La nuit tombée – Deux fois Omnes Films

Parmi les habitués des colonnes de Super Seven, le jeune cinéaste américain Tyler Taormina (à qui nous avions consacré un portrait dans le Super Seven Mag 3) foule la Croisette pour la première fois avec son Christmas Eve at Miller’s point présenté à la Quinzaine des cinéastes. Taormina est d’ailleurs également producteur d’Eephus, premier long-métrage de Carson Lund, son directeur de la photographie, qui partage la même sélection. Les deux comparses, co-fondateurs de leur collectif Omnes Films, réussissent l’exploit d’être côte-à-côte pour leur passage à une économie « standard » – toutefois bien loin de celle des films de studios. Or c’est confirmé : ils se placent avec brio en avant-garde d’un cinéma indé aussi pop qu’orienté vers la marge, aussi ludique qu’il est fièrement antinarratif.

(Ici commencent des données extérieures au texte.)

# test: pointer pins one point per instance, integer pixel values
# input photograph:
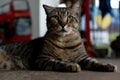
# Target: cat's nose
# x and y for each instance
(63, 25)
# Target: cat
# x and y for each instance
(61, 49)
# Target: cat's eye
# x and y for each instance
(56, 16)
(70, 18)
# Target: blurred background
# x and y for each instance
(22, 20)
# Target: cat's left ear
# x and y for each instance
(76, 8)
(48, 9)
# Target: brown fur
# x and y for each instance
(61, 49)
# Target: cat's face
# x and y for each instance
(61, 21)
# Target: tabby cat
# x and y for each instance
(61, 49)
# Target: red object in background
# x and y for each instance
(87, 12)
(15, 22)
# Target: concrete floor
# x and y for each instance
(82, 75)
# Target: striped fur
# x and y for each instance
(61, 49)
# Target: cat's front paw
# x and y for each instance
(73, 67)
(111, 68)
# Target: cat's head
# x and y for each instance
(62, 21)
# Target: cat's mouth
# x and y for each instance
(63, 30)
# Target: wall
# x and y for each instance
(42, 15)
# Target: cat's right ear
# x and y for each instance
(48, 9)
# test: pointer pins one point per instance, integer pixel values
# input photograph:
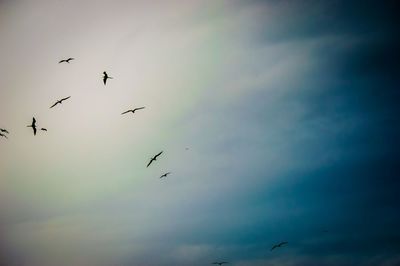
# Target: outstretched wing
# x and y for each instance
(139, 108)
(150, 162)
(126, 112)
(63, 99)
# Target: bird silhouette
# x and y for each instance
(165, 175)
(133, 110)
(278, 245)
(66, 60)
(154, 158)
(60, 101)
(4, 130)
(33, 126)
(105, 77)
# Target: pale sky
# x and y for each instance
(287, 109)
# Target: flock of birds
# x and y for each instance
(4, 133)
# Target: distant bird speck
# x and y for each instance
(133, 110)
(60, 101)
(33, 126)
(105, 77)
(154, 158)
(66, 60)
(278, 245)
(165, 175)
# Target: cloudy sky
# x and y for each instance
(278, 121)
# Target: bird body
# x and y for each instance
(60, 101)
(154, 158)
(133, 110)
(105, 77)
(278, 245)
(165, 175)
(66, 60)
(33, 126)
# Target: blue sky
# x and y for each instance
(288, 110)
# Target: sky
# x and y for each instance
(277, 120)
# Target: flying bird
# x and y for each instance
(66, 60)
(133, 110)
(105, 77)
(154, 158)
(60, 101)
(165, 175)
(278, 245)
(33, 126)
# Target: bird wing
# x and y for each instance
(63, 99)
(54, 104)
(150, 162)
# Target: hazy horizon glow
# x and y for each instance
(288, 110)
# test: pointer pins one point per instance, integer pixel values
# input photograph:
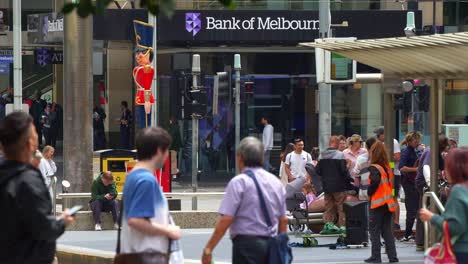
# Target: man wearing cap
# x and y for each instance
(103, 194)
(380, 135)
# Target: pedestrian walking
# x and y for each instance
(49, 124)
(48, 168)
(380, 135)
(54, 124)
(36, 160)
(456, 208)
(37, 112)
(126, 120)
(243, 212)
(423, 182)
(99, 115)
(343, 143)
(382, 205)
(296, 161)
(408, 167)
(283, 175)
(336, 181)
(351, 154)
(268, 141)
(103, 198)
(146, 225)
(28, 228)
(2, 108)
(362, 169)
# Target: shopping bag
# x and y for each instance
(441, 253)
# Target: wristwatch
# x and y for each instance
(207, 252)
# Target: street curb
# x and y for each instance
(80, 255)
(184, 219)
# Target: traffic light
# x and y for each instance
(424, 98)
(194, 99)
(224, 88)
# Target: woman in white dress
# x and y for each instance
(283, 176)
(48, 167)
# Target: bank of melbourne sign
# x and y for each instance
(193, 23)
(240, 26)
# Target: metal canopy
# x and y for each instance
(443, 56)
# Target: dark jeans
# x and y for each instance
(380, 224)
(50, 136)
(250, 250)
(39, 132)
(419, 223)
(411, 203)
(462, 257)
(125, 137)
(99, 206)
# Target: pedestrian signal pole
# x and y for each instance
(237, 68)
(196, 70)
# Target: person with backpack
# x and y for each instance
(297, 160)
(408, 167)
(254, 208)
(382, 204)
(28, 228)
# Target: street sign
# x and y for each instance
(4, 68)
(332, 67)
(6, 59)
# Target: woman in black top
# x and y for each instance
(408, 168)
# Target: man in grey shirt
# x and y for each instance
(241, 212)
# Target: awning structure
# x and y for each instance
(443, 56)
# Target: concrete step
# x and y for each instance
(185, 219)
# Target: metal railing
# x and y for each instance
(66, 196)
(427, 197)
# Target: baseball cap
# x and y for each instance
(379, 131)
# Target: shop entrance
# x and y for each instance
(282, 93)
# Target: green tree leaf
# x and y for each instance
(68, 8)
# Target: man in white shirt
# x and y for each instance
(296, 161)
(379, 134)
(267, 140)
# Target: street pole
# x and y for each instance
(325, 108)
(78, 102)
(388, 84)
(17, 60)
(237, 68)
(154, 85)
(435, 152)
(196, 70)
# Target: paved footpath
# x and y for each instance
(194, 240)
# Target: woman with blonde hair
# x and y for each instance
(382, 204)
(48, 167)
(408, 167)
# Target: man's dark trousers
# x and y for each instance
(250, 250)
(99, 206)
(411, 203)
(125, 137)
(380, 224)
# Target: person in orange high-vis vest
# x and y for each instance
(382, 204)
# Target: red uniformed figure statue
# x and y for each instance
(143, 73)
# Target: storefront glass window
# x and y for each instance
(357, 109)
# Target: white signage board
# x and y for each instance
(9, 108)
(333, 68)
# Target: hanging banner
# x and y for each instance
(45, 28)
(46, 56)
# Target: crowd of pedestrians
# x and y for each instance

Christmas Eve on Miller’s point démarre en revisite presque naïve des comédies familiales de Noël. En capturant le réveillon d’une famille italo-américaine de Long Island, Taormina opère des micro-décalages humoristiques et absurdes (par exemple, un piano joue tout seul dans la salle à manger, sans qu’il soit remarqué) et joue avec les codes de la cérémonie comme du genre pastiché. Les dialogues et situations sont toujours conçus subtilement à côté de ce qui devrait être fait ou dit, toujours un peu plus maladroits et cruels, pour à nouveau aborder la part artificielle du moment cérémonieux comme Ham on rye explorait la dimension rituelle des amours adolescentes. La surprise survient du fait que, contrairement à ce qu’insinue cette composition sur une forme classique, Taormina se refuse à engager un principe scénaristique. Il laisse simplement couler le temps de la soirée et ses micro-situations, traitant à égalité la vingtaine de personnages conviés. Dans un film aux airs si chaleureux et accueillants, ce procédé radical d’observation au sein du fictif donne lieu à un curieux amalgame, qui ne demande qu’à être subverti à nouveau par le souffle poétique du cinéaste.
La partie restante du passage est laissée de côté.